Archive

Archive for the ‘hacking’ Category

What I’ve been up to: Zenexity, Play

November 30th, 2009 2 comments

Busy as I was, I realized I didn’t blog about my recent employment change. I left Yoono 2 months ago to join a company called Zenexity (site in French). It’s really cool because after Flock and Yoono that were very similar (consumer oriented/social mashup/Mozilla technologies), I get to work on really different stuff: more server-side, and more business oriented. But still with a strong R&D component, and it’s something that really motivated me to get on board with Zenexity: they’re independent because they earn their own money (e.g. don’t live on VC money) but still spend a lot of effort in R&D projects. Projects for customers also are really state-of-the-art of the web.

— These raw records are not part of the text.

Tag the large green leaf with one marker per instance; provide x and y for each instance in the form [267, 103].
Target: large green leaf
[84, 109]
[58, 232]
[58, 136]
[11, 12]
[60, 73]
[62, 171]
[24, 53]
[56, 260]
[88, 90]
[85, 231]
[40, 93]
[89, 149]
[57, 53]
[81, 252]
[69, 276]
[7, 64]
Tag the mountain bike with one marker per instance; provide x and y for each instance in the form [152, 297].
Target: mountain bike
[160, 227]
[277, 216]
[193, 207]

Specifically, they (I mean “we”) have an Open Source project called the Play! Framework. It’s an MVC framework similar to Django or Ruby on Rails, in Java. Within the Java world, I think it’s pretty disruptive. It contrasts from bloated stacks, and manages to provide simplicity and productivity to Java web development. Also, it speaks the language of the web by making it easy to create RESTful web apps, pretty URLs and web services.

Here is a screencast I did last month for the 1.0 release.

A web app in 10 minutes using Play! from zenexity on Vimeo.

Categories: hacking, life, tech Tags: ,

Simple Tips to Build Scalable Websites

July 1st, 2009 3 comments

A few days ago I’ve been invited to a launch party for a web product in Paris. While the product was nice and polished, it seems like the developers didn’t understand anything about scalability. They didn’t even understand my question when I asked them if the product could scale.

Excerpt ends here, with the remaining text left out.